Please let us know if you find any typos, missing words, or grammatical errors. Your feedback helps us to further improve the quality of the texts.

Crosstab model in Florida: Clinton is in the lead

The Crosstab model is included in the econometric models component of the combined PollyVote. It currently forecasts a two-party vote share of 52.1% for Clinton, and 47.9% for Trump in Florida. In comparison, on October 28, Clinton was predicted to gain only 51.1% of the vote.

Florida is traditionally a purple state, where Republicans and Democrats have historically achieved similar levels of voter support. Hence, the election outcome here is regarded crucial in determining the overall result of the presidential election.
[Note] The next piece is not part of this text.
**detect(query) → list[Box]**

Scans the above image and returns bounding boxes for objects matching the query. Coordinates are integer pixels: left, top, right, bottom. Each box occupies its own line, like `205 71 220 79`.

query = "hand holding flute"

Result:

Putting the results in context

Single models may incorporate substantial errors, and should be treated with caution. Rather than trusting the results from single models, the best practice is to use combined models or, even better, a combined forecast that incorporates different methods and data.

The Crosstab model compared with PollyVote's prediction

The most recent PollyVote anticipates Clinton to gain 51.3% of the two-party vote in Florida. The results of the Crosstab model for Clinton are thus 0.8 percentage points above the combined PollyVote in Florida.

This article was automatically generated by the PollyBot, which uses algorithms developed by AX Semantics to generate text from data stored in our API. The exact dataset underlying this particular article can be found here.

Please let us know if you find any typos, missing words, or grammatical errors. Your feedback helps us to further improve the quality of the texts.

Crosstab model in Florida: Clinton is in the lead

The Crosstab model is part of the econometric models component of the combined PollyVote forecast. It currently forecasts a two-party vote share of 50.8% for Clinton, and 49.2% for Trump in Florida. In comparison, on October 30, Clinton was predicted to collect 52.1% of the vote.

In Florida, the election outcome is often close. This is the reason why the state is commonly viewed as a battleground state, which makes it particularly interesting from a forecasting perspective.

Putting the results in context

In general, however, you should not have too much faith in the results of single models, since they can incorporate large errors. Rather, one should check how a model's results compare to benchmark forecasts.

Results compared to the combined PollyVote forecast

The current PollyVote forecasts Clinton to gain 51.1% of the two-party vote in Florida. The results of the Crosstab model for Clinton are thus 0.3 percentage points below the combined PollyVote in Florida.

This article was automatically generated by the PollyBot, which uses algorithms developed by AX Semantics to generate text from data stored in our API. The exact dataset underlying this particular article can be found here.

Please let us know if you find any typos, missing words, or grammatical errors. Your feedback helps us to further improve the quality of the texts.